The Calvin cycle begins with a crucial step called carbon fixation. During this stage, carbon dioxide from the atmosphere is captured and incorporated into a 5-carbon molecule called ribulose bisphosphate (RuBP). This reaction is facilitated by an enzyme known as RuBisCO. The result of this process is a 6-carbon compound, which is then immediately split into two 3-carbon molecules of phosphoglycerate (3-PGA). This step effectively traps atmospheric carbon in a form that can be used in the production of glucose, which is vital for the plant's energy and growth needs.

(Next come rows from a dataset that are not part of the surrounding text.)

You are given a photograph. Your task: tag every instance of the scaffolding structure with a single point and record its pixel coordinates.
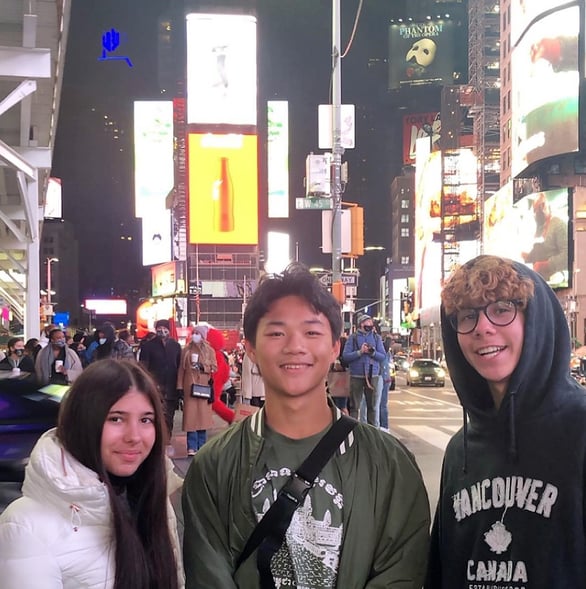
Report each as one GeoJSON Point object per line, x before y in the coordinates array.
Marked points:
{"type": "Point", "coordinates": [484, 78]}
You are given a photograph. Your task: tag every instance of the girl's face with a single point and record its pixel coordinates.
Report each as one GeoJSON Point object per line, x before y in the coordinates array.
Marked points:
{"type": "Point", "coordinates": [128, 435]}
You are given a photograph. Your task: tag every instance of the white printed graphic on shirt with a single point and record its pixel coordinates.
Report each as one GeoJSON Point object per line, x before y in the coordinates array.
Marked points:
{"type": "Point", "coordinates": [511, 492]}
{"type": "Point", "coordinates": [310, 554]}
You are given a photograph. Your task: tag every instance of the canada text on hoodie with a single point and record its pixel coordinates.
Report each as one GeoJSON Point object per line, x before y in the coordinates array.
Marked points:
{"type": "Point", "coordinates": [511, 513]}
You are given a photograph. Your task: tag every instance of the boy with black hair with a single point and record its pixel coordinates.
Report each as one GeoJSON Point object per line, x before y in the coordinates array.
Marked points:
{"type": "Point", "coordinates": [364, 522]}
{"type": "Point", "coordinates": [512, 507]}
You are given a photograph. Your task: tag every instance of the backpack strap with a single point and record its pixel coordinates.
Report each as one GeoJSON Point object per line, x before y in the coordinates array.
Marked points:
{"type": "Point", "coordinates": [269, 533]}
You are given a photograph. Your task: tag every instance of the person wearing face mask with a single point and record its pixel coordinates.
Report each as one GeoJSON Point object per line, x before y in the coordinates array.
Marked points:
{"type": "Point", "coordinates": [109, 346]}
{"type": "Point", "coordinates": [16, 357]}
{"type": "Point", "coordinates": [363, 354]}
{"type": "Point", "coordinates": [161, 356]}
{"type": "Point", "coordinates": [56, 363]}
{"type": "Point", "coordinates": [198, 363]}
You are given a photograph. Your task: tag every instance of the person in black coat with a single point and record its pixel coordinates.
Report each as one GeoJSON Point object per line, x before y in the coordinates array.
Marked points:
{"type": "Point", "coordinates": [16, 358]}
{"type": "Point", "coordinates": [161, 357]}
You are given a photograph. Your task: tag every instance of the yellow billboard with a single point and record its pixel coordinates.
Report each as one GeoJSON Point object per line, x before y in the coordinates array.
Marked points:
{"type": "Point", "coordinates": [223, 189]}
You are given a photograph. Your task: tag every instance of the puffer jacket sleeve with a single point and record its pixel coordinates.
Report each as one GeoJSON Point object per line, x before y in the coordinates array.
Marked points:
{"type": "Point", "coordinates": [206, 557]}
{"type": "Point", "coordinates": [24, 561]}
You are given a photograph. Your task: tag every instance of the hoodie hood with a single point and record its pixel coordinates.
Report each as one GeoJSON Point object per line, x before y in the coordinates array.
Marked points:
{"type": "Point", "coordinates": [542, 376]}
{"type": "Point", "coordinates": [216, 339]}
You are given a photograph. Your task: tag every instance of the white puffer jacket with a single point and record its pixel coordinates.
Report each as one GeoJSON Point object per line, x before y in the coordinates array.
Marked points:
{"type": "Point", "coordinates": [59, 535]}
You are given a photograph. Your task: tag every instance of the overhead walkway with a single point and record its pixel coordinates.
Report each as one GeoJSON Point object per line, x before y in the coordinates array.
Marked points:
{"type": "Point", "coordinates": [33, 40]}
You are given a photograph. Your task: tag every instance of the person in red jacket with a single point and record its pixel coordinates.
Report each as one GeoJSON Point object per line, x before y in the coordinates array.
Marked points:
{"type": "Point", "coordinates": [216, 340]}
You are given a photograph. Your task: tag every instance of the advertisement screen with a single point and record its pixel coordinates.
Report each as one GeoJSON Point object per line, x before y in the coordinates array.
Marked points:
{"type": "Point", "coordinates": [534, 231]}
{"type": "Point", "coordinates": [525, 11]}
{"type": "Point", "coordinates": [545, 78]}
{"type": "Point", "coordinates": [167, 279]}
{"type": "Point", "coordinates": [413, 129]}
{"type": "Point", "coordinates": [278, 158]}
{"type": "Point", "coordinates": [442, 246]}
{"type": "Point", "coordinates": [156, 237]}
{"type": "Point", "coordinates": [106, 306]}
{"type": "Point", "coordinates": [460, 195]}
{"type": "Point", "coordinates": [421, 53]}
{"type": "Point", "coordinates": [53, 200]}
{"type": "Point", "coordinates": [153, 154]}
{"type": "Point", "coordinates": [221, 69]}
{"type": "Point", "coordinates": [223, 189]}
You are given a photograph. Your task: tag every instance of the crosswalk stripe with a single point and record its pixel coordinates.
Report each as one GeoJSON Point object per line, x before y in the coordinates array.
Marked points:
{"type": "Point", "coordinates": [429, 434]}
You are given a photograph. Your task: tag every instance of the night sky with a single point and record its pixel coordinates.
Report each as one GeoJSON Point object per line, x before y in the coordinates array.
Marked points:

The Calvin cycle is often referred to as the light-independent reactions because they do not directly require light to proceed. They occur in the stroma of the chloroplasts after light-dependent reactions have provided the necessary energy carriers (ATP and NADPH). While the light-dependent reactions capture and convert solar energy into chemical energy, the light-independent reactions use this chemical energy to synthesize glucose from carbon dioxide and water. These reactions are crucial for the plant’s ability to store energy in the form of sugars, which can be used even when sunlight is not available.

Photosynthesis is the overall process by which plants, algae, and some bacteria convert light energy into chemical energy stored in glucose. It consists of two main stages: light-dependent reactions and light-independent reactions (Calvin cycle).
During the light-dependent reactions, chlorophyll absorbs sunlight and uses its energy to produce ATP and NADPH while splitting water molecules to release oxygen.
Afterward, the Calvin cycle occurs in the stroma of the chloroplasts. This cycle uses the energy from ATP and NADPH to convert carbon dioxide into glucose. Understanding the distinction between these two stages is essential as the Calvin cycle (light-independent reactions) fundamentally depends on the products generated by the light-dependent reactions to function efficiently.